América Latina enfrenta monopólios e exclusões em meio à chegada de PrEP injetável, apontam especialistas

Ativistas, especialistas e representantes de organizações da América Latina se reuniram virtualmente nesta quinta-feira (22), em um encontro promovido pela Aids Healthcare Foundation (AHF), para debater os desafios e avanços no acesso à profilaxia pré-exposição (PrEP) ao HIV na região. Em pauta, temas como a chegada de novas tecnologias, desigualdades no acesso e estratégias para fortalecer a prevenção combinada.

Inovações em PrEP

Entre os destaques da reunião, esteve a discussão sobre as novas formas injetáveis de PrEP, como o Cabotegravir — já aprovado, com aplicação a cada dois meses e eficácia de 79% — e o Lenacapavir, que promete uma injeção a cada seis meses e apresentou 96% de eficácia nos estudos clínicos, embora ainda não esteja disponível na maioria dos países da região.

Os participantes também ressaltaram a urgência de transformar a visão pública sobre a PrEP, frequentemente marcada por estigmas e desinformação.

Barreiras de Acesso

As dificuldades de acesso à PrEP foram analisadas em múltiplos níveis, desde a escassez de centros de distribuição até entraves legais para a produção e importação de genéricos.

Juliana Vallini, da Organização Pan-Americana da Saúde (OPAS), destacou que países como Argentina, Brasil e México ficaram de fora da licença voluntária da Gilead para o Lenacapavir — apesar de terem participado dos estudos do medicamento. Essa licença permitiria que empresas genéricas desses países fabricassem o produto.

“As ferramentas existem. O desafio é usá-las de forma justa, acessível e sustentável”, complementou.

Representantes de ONGs denunciaram ainda a prática do “evergreening” — uma manobra da indústria farmacêutica para estender patentes e impedir a entrada de genéricos, mesmo após a expiração da patente original.

Peter Maybarduk, diretor do programa de Acesso a Medicamentos da organização americana Public Citizen, apontou o papel dos monopólios nos altos preços praticados.

“Isso é fruto dos monopólios. A luta é sobre poder. Sem pressão, não há negociação justa”, afirmou, defendendo a adoção de licenças compulsórias pelos governos.

Experiências Nacionais e Comunitárias

Representantes de diversos países compartilharam relatos sobre a implementação da PrEP em seus contextos locais. Jorge Pacheco, da Liga SIDA, falou sobre os obstáculos enfrentados na Colômbia, incluindo a ausência de registro para o Cabotegravir e a dificuldade de atuação da sociedade civil.

“A sexualidade continua sendo estigmatizada até mesmo pela sociedade civil”, afirmou.

Já Alfredo Mejía, do ICAP, abordou os desafios enfrentados pela população migrante venezuelana e destacou a importância de soluções como a TelePrEP, que visa contornar barreiras como o deslocamento e a discriminação. O projeto, no entanto, foi interrompido devido à revisão de apoio dos EUA.

No caso do Brasil, o cenário se mostrou mais promissor. Hortensia Peralta, também da OPAS, apontou o país como líder regional em número de pessoas em PrEP. Um dos diferenciais, segundo ela, é a adoção de metas municipais que visam alcançar três pessoas em PrEP para cada novo diagnóstico de HIV.

Além disso, o Brasil tem se destacado pela adoção de modelos híbridos de atendimento, como a TelePrEP, que ampliam o acesso e favorecem a adesão.

“Concluímos que a TelePrEP era viável, que havia evidência para dizer que funciona, e que já havia experiências em alguns países no mundo, particularmente no Brasil, que está em nossa região [América Latina]”, concluiu.

Propostas e Caminhos

Ao final do encontro, os participantes discutiram soluções e estratégias para superar as barreiras atuais.
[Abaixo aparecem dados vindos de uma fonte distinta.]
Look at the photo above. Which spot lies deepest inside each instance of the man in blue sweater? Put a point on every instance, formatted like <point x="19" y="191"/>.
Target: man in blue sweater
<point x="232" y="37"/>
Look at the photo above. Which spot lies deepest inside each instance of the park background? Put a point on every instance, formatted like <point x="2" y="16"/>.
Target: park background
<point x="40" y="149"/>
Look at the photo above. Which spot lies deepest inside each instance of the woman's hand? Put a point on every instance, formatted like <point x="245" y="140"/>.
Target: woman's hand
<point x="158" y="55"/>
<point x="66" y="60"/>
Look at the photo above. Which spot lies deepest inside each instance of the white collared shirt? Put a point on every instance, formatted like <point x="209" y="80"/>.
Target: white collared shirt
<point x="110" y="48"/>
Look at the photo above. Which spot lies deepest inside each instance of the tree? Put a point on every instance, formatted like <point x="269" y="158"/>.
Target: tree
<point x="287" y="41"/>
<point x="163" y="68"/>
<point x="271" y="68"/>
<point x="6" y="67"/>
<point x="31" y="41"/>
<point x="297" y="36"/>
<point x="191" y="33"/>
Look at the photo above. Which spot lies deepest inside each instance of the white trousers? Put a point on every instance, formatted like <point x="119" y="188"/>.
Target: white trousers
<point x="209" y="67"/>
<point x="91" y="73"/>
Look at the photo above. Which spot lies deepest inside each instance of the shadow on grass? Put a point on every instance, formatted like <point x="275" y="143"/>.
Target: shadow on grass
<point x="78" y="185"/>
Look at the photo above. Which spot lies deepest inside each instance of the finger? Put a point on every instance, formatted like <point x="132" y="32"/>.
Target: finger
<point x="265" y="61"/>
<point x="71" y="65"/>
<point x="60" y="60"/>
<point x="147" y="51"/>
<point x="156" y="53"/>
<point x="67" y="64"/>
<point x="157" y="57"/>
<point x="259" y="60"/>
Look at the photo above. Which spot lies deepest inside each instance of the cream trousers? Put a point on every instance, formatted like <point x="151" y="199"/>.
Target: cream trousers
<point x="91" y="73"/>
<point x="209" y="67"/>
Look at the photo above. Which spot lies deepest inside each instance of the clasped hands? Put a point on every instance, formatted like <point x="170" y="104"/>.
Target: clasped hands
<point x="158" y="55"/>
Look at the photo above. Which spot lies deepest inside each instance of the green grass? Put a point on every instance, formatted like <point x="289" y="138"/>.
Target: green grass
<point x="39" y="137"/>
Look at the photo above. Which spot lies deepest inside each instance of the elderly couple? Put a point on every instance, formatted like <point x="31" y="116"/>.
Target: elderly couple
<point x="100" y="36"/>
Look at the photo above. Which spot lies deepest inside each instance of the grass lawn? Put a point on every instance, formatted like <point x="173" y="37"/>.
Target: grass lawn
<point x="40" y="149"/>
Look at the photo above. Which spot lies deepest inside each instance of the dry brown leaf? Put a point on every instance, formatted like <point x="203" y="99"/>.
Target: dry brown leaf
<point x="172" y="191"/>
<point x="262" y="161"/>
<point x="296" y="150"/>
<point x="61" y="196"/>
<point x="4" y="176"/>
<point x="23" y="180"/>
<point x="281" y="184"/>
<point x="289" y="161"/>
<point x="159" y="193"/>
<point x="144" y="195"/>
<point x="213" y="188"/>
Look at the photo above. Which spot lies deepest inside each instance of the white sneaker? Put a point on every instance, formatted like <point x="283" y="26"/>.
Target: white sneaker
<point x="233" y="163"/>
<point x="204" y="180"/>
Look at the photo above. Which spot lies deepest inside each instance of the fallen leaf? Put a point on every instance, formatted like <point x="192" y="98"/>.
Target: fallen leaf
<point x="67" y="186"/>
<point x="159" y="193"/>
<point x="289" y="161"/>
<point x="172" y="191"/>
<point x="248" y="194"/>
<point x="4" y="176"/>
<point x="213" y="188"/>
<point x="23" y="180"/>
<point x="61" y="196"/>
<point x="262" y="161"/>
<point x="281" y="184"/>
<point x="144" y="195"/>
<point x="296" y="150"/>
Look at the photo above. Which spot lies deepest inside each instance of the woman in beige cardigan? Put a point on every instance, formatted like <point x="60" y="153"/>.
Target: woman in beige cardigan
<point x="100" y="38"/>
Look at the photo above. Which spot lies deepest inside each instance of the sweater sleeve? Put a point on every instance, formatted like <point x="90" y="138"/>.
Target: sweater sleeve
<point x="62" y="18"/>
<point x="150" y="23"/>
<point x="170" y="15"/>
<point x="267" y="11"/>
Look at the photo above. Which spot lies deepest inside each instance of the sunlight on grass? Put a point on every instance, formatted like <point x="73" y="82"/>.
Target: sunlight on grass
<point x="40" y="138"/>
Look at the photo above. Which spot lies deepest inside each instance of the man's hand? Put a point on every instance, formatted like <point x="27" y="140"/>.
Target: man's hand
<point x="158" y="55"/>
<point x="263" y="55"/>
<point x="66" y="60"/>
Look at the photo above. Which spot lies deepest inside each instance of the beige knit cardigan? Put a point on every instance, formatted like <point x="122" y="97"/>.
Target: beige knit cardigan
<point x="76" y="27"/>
Entre as propostas:

* Ampliar o acesso à PrEP oral como forma de preparar o terreno para os medicamentos injetáveis;
* Desmedicalizar a PrEP para combater o estigma e ampliar a adesão;
* Fortalecer a produção local e regional de genéricos;
* Garantir o protagonismo da sociedade civil na formulação de políticas públicas.

“A PrEP não é medicalizar a sexualidade. É garantir uma vida saudável e livre do HIV”, defendeu Hortensia Peralta.
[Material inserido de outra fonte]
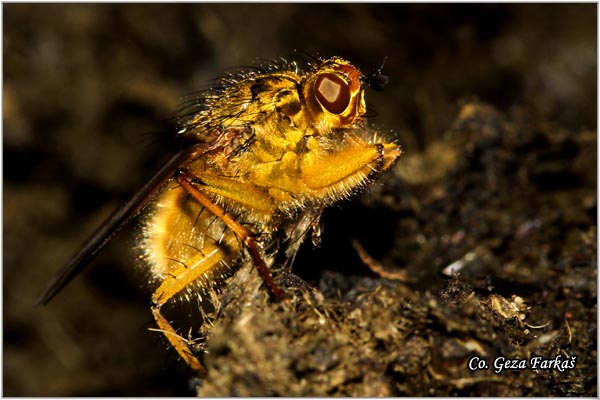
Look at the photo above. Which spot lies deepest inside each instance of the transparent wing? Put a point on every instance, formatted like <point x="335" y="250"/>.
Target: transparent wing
<point x="109" y="229"/>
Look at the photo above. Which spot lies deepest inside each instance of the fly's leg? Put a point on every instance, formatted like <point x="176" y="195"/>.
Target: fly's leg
<point x="177" y="282"/>
<point x="349" y="165"/>
<point x="186" y="180"/>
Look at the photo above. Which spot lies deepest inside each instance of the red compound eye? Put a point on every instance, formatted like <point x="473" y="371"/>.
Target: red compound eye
<point x="332" y="92"/>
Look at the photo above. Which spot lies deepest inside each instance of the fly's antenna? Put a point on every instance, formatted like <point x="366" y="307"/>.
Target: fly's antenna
<point x="376" y="79"/>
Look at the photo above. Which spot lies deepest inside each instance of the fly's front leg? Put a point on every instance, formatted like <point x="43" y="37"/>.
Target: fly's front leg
<point x="349" y="167"/>
<point x="186" y="180"/>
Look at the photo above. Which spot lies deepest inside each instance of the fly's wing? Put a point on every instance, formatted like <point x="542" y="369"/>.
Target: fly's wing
<point x="116" y="222"/>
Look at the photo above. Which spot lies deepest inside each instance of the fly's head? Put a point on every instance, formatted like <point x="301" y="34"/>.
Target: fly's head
<point x="334" y="95"/>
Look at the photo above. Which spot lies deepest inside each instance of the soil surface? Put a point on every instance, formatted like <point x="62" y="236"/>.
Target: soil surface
<point x="477" y="249"/>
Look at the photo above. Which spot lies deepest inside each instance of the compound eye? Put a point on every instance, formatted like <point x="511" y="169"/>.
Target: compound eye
<point x="332" y="92"/>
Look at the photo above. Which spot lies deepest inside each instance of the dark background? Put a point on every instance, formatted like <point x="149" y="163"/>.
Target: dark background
<point x="84" y="83"/>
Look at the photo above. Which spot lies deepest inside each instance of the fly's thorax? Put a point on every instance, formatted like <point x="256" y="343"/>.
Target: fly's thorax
<point x="180" y="233"/>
O consenso entre os presentes é que o avanço da PrEP depende da articulação entre governos, organismos internacionais e comunidades, com foco no direito à prevenção como pilar da resposta ao HIV.

Um novo debate está marcado para a próxima quinta-feira (29), com o objetivo de aprofundar a discussão e compartilhar experiências entre países. Segundo a moderadora Lídice López, a proposta é construir um espaço permanente de articulação e troca na região.